Wow, that makes sense!

Reply to
Lobby Dosser

Damn! Learn something new every day. That is absolutely awesome!

The implications of that mechanism, and it's origins, is absolutely mind-blowing!!

Thanks, Doug!

Reply to
Swingman

Certainly makes one wonder if mother nature really is that mathematically inclined.

Reply to
Upscale

Not religious, but maybe I oughta be ... Makes you wonder. A bug using prime numbers for survival ... Sheeeeeesh!

Reply to
Swingman

Farkin' iPad speel checquer added an apostrophe!?! WTF?

Reply to
Swingman

most things with spiral based shells are based upon the fibinocci sequence

Reply to
chaniarts

I'd say shells came first.
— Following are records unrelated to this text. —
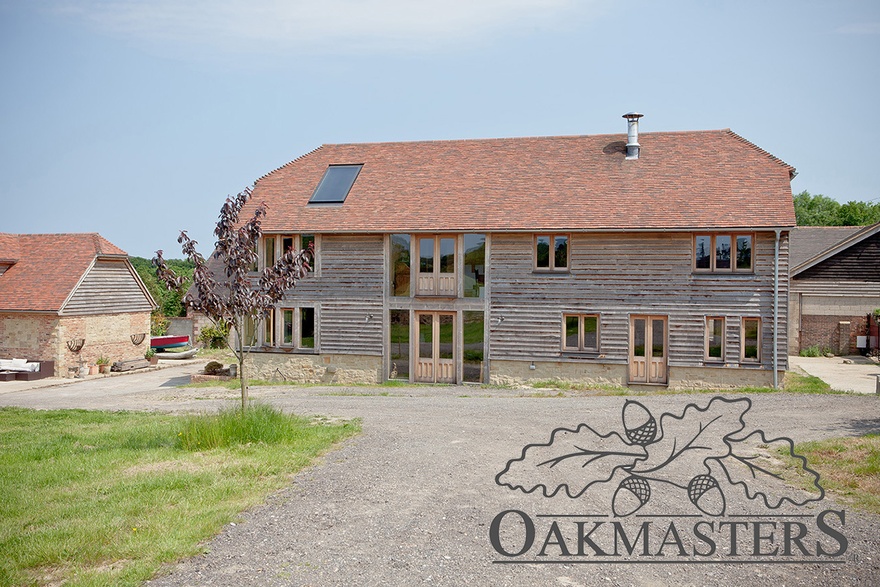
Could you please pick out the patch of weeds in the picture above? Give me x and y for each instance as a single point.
(848, 467)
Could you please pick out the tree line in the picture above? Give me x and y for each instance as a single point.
(821, 210)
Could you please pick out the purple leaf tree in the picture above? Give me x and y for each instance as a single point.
(228, 289)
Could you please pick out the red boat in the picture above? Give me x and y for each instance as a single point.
(168, 342)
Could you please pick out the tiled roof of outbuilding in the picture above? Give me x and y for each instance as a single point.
(47, 267)
(681, 181)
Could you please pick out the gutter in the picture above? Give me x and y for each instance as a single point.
(776, 311)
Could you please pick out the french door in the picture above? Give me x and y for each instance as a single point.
(435, 362)
(647, 354)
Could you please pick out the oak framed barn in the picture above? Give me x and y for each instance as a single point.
(659, 259)
(835, 286)
(60, 292)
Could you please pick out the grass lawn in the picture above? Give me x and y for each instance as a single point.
(849, 468)
(100, 498)
(792, 383)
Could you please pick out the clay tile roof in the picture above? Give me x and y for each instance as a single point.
(682, 180)
(47, 267)
(810, 241)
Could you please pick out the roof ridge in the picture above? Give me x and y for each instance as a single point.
(772, 157)
(291, 162)
(517, 138)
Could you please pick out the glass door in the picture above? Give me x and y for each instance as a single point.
(647, 357)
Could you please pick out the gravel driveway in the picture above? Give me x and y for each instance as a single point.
(412, 499)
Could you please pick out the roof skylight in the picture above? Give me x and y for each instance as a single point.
(335, 185)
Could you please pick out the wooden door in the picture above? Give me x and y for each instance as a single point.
(435, 361)
(647, 355)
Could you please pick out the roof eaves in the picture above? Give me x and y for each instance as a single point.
(76, 287)
(858, 237)
(289, 163)
(791, 170)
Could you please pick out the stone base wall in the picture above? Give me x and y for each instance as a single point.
(29, 336)
(106, 336)
(44, 337)
(519, 373)
(693, 378)
(825, 332)
(339, 369)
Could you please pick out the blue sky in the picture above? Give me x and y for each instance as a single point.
(136, 119)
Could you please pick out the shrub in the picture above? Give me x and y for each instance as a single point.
(815, 351)
(214, 337)
(158, 324)
(213, 368)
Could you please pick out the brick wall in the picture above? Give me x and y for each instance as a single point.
(824, 331)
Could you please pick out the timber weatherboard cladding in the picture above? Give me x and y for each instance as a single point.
(619, 275)
(109, 287)
(348, 292)
(859, 262)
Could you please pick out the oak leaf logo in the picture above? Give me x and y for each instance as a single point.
(687, 451)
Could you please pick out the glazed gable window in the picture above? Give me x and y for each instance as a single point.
(551, 252)
(273, 246)
(580, 333)
(298, 328)
(722, 253)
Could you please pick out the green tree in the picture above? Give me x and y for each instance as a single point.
(821, 210)
(815, 210)
(858, 214)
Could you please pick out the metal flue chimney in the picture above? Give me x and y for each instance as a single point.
(632, 134)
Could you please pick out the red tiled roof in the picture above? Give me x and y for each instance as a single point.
(682, 180)
(47, 268)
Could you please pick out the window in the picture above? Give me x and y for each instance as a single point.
(551, 252)
(268, 251)
(580, 332)
(269, 330)
(400, 265)
(335, 184)
(473, 351)
(715, 339)
(723, 252)
(437, 266)
(474, 265)
(298, 328)
(751, 340)
(399, 344)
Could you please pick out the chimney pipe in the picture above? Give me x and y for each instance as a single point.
(632, 134)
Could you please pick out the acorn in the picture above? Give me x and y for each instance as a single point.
(640, 425)
(631, 495)
(704, 492)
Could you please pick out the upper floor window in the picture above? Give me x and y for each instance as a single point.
(298, 328)
(751, 340)
(400, 264)
(273, 246)
(581, 332)
(723, 252)
(433, 265)
(714, 339)
(551, 252)
(474, 265)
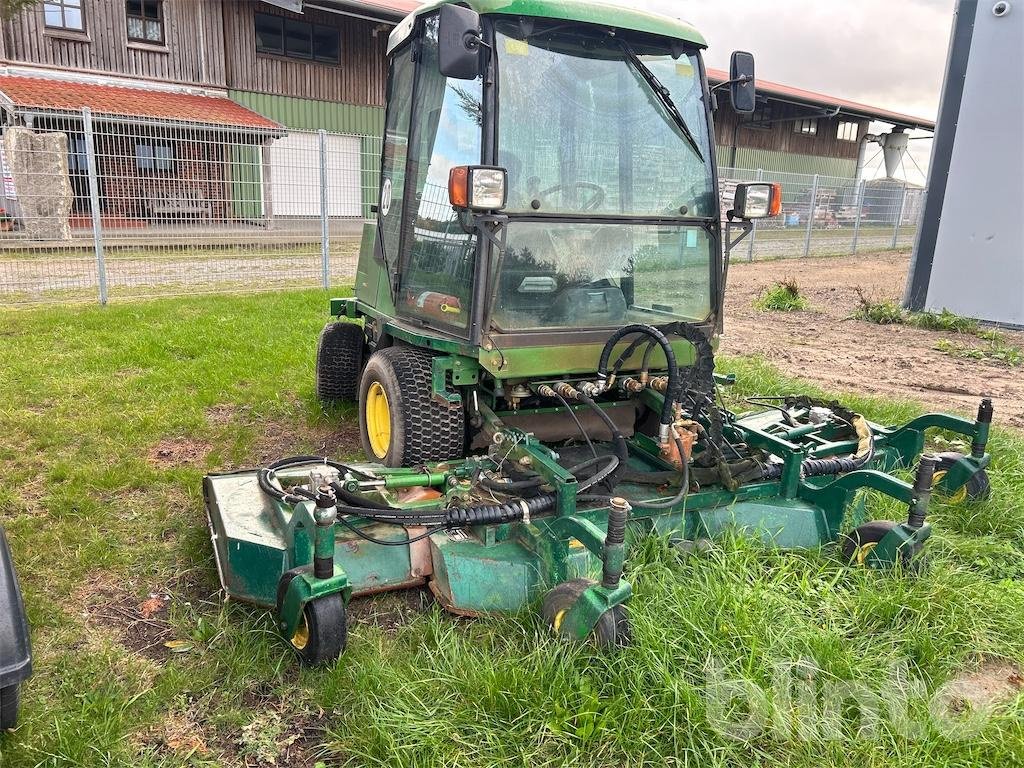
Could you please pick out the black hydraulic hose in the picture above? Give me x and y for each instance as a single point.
(673, 391)
(619, 444)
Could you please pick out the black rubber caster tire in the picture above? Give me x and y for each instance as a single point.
(978, 488)
(9, 699)
(856, 545)
(400, 422)
(339, 361)
(612, 630)
(323, 632)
According to Wikipedia: The Fibonacci sequence is named after Leonardo of Pisa, who was known as Fibonacci. Fibonacci's 1202 book Liber Abaci introduced the sequence to Western European mathematics.
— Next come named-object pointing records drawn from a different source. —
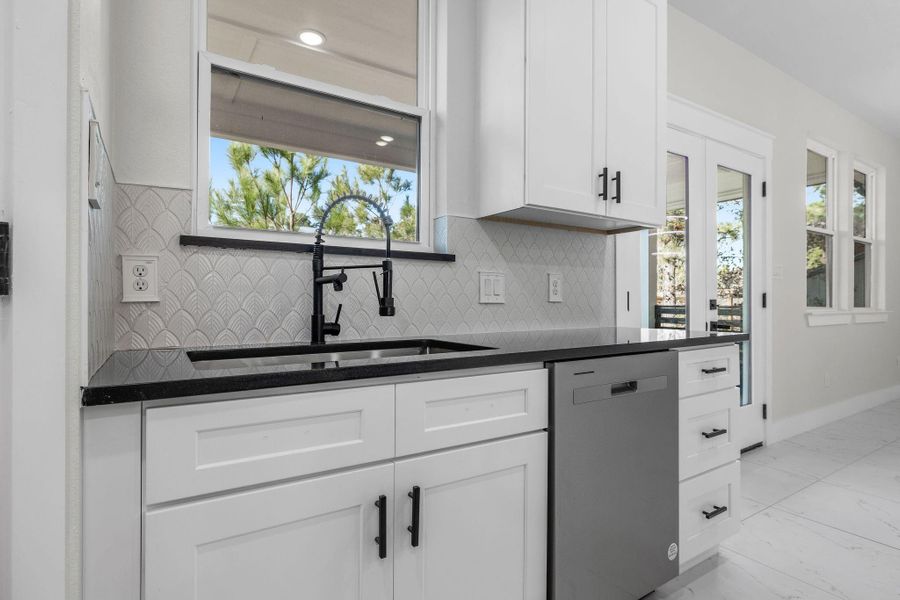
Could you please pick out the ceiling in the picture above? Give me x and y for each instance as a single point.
(370, 46)
(846, 51)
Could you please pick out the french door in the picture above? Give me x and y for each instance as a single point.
(706, 266)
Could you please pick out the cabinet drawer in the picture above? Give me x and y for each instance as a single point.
(449, 412)
(203, 448)
(706, 432)
(703, 522)
(708, 370)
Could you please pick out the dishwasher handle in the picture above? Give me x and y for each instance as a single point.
(618, 389)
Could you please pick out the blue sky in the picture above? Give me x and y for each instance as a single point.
(220, 172)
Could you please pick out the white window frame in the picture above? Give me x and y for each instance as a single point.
(206, 60)
(830, 228)
(875, 237)
(840, 225)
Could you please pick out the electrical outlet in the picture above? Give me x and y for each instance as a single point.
(491, 287)
(554, 287)
(139, 278)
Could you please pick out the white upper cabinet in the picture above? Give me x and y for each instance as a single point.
(571, 111)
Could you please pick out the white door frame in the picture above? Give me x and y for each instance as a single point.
(694, 120)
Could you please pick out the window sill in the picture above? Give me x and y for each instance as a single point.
(266, 245)
(825, 318)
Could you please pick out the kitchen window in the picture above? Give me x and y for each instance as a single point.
(819, 226)
(844, 239)
(301, 103)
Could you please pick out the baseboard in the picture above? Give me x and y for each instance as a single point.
(782, 429)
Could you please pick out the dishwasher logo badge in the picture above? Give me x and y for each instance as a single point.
(673, 551)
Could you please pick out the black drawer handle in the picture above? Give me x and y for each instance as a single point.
(604, 175)
(715, 513)
(714, 370)
(413, 529)
(626, 387)
(714, 433)
(381, 540)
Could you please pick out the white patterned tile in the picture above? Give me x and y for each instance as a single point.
(841, 563)
(871, 517)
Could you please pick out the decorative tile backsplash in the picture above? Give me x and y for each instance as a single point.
(211, 296)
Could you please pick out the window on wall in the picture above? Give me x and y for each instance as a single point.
(667, 253)
(862, 239)
(301, 103)
(819, 229)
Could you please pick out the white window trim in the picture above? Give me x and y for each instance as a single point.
(207, 60)
(842, 311)
(830, 228)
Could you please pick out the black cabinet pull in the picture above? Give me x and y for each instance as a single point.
(381, 540)
(618, 180)
(715, 370)
(715, 513)
(714, 433)
(413, 529)
(603, 177)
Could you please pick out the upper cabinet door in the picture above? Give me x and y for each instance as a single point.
(635, 108)
(309, 539)
(560, 128)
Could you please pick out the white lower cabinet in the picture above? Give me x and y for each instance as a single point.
(343, 536)
(482, 523)
(310, 539)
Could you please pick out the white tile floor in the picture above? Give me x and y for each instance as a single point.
(821, 519)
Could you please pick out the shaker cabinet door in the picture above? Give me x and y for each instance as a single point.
(308, 539)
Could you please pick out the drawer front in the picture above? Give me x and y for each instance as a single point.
(449, 412)
(706, 435)
(203, 448)
(708, 370)
(703, 522)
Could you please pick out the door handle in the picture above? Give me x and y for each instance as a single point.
(718, 510)
(618, 180)
(714, 370)
(714, 433)
(603, 177)
(381, 540)
(413, 529)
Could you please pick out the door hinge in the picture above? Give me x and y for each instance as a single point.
(5, 267)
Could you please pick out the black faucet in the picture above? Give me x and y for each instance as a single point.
(319, 327)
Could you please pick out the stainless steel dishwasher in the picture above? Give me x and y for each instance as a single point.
(613, 477)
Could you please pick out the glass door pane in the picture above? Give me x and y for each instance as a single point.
(733, 261)
(667, 252)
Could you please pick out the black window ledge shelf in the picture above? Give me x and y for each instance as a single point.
(239, 244)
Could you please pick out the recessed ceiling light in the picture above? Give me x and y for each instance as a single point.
(311, 37)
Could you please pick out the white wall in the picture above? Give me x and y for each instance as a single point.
(37, 344)
(150, 136)
(812, 367)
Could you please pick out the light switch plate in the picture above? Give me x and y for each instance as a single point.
(491, 287)
(140, 282)
(554, 287)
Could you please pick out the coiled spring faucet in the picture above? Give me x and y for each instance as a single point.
(319, 327)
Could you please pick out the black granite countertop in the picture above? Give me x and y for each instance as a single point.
(138, 375)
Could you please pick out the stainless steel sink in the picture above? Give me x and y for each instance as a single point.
(326, 355)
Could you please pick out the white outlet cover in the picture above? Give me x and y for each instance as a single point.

It sounds familiar, but, since you brought it up, How are shells related to the Fibonacci sequence? It surprises me that all shells would have this commonality. I would have expected the kind of variance that you see in the growth rings of trees.

Bill

Reply to
Bill

Answering my own question (by copying from Wikipedia):

It is sometimes stated that nautilus shells get wider in the pattern of a golden spiral, and hence are related to both ? and the Fibonacci series. In truth, nautilus shells (and many mollusc shells) exhibit logarithmic spiral growth, but at an angle distinctly different from that of the golden spiral.

Bill

Reply to
Bill

As is the Sunflower ...

Reply to
Lobby Dosser

You didn't read my other post? Sweeping generalizations like that, sweet as they may be, are often wrong. Can you cite a reference for your claim about the Sunflower?

Bill

Reply to
Bill

Um, y'all have this slightly backward.

It isn't that nature knows advanced math. It is that advanced math is what it takes for humans to describe nature. Fibonacci didn't define a sequence just to amuse college freshmen. He did it to make sense of the way that plants tend to be formed -- one stem, two leaf groupings, three leaf groupings, five petals, eight petals, etc..

Maybe there's a Great Mathematician drawing on the chalkboard. Maybe there's mathematical structure making us imagine a chalkboard. Ether way, it is pretty amazing how things tend to fit/work together.

Reply to
Drew Lawson

I don't have it backwards, mon ami ... that is exactly what I am in awe of!!